A new study from Climate Central has revealed that although the continental U.S. has warmed by about 1.3°F over the past 100 years, the temperature rise is not the same everywhere. Some states are getting warmer than others due to natural variability and air pollution. According to the research, Arizona, Minnesota and Wisconsin are among the fastest-warming states in the country since 1970.
Photo by Az Jade
By conducting a state-by-state analysis of warming over the past 100 years, Climate Central has been able to show where in the US it has warmed the most and where it warmed the least. The study also discovered that the pace of warming in all states accelerated dramatically in the 1970s, the decade when greenhouse gases began to overwhelm other natural and human influences on the global and national climate.
Between 1912 and 2011, the top 10 fastest warming states warmed 60 times faster than the 10 slowest warming states.
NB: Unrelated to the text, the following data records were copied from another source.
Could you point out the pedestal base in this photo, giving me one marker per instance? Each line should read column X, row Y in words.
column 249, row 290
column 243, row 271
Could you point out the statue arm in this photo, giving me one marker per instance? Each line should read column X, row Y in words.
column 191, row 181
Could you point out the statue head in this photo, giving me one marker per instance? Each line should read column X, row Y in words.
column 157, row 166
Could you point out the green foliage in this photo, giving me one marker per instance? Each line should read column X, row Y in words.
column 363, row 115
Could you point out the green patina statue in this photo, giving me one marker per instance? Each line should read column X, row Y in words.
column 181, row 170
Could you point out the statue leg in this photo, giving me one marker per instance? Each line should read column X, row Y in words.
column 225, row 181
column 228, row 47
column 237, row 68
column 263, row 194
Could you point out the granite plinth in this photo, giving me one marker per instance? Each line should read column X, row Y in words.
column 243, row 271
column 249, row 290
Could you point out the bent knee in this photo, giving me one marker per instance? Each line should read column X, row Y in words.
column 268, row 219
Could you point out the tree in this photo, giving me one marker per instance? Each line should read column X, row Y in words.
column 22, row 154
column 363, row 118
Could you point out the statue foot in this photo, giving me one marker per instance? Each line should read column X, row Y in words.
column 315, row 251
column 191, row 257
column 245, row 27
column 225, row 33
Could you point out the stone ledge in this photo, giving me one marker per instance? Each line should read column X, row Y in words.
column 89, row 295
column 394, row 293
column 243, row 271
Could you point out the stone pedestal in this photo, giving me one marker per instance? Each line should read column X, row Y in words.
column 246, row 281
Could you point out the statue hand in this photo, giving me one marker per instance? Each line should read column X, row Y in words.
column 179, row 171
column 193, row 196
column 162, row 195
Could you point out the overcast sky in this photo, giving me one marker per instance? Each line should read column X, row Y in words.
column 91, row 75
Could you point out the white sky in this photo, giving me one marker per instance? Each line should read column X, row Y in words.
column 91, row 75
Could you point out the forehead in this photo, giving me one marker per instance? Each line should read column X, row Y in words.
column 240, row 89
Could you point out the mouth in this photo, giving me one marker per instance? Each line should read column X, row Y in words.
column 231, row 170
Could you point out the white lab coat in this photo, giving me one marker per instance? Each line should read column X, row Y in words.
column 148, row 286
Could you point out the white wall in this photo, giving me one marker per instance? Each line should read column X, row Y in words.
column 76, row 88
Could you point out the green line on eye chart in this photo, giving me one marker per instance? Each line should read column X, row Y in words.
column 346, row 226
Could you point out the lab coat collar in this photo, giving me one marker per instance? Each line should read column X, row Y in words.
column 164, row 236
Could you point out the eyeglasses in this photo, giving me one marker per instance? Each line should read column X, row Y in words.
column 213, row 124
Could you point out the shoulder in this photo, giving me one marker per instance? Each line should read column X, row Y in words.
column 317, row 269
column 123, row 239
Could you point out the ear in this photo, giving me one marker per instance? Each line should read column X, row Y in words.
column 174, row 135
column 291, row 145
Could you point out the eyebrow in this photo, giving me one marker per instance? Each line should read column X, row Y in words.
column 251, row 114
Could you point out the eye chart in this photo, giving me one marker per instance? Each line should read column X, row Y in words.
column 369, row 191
Led by Arizona, the fastest warming state, the top 10 was rounded out by other states in the Southwest and upper Midwest. They include Michigan, Minnesota, Wisconsin, Vermont, New Mexico, Utah, Maine, Texas and Massachusetts.
In a statement, report author Claudia Tebaldi, senior scientist at Climate Central said: “The Southwest and North Central and Northeastern states are clearly warming faster than the rest of the country. As warming continues, future droughts could be hotter and more severe, seasons will be altered, and the risk of wildfires will increase significantly, making summers like 2011 increasingly common.”
The study also showed that some states haven’t warmed at all. Alabama, Arkansas and Georgia didn’t warm at all over the past 100 years. The states that have warmed the least include Southeast states, like Florida, Alabama, Georgia and South Carolina, along with parts of the central Midwest, like Iowa and Nebraska.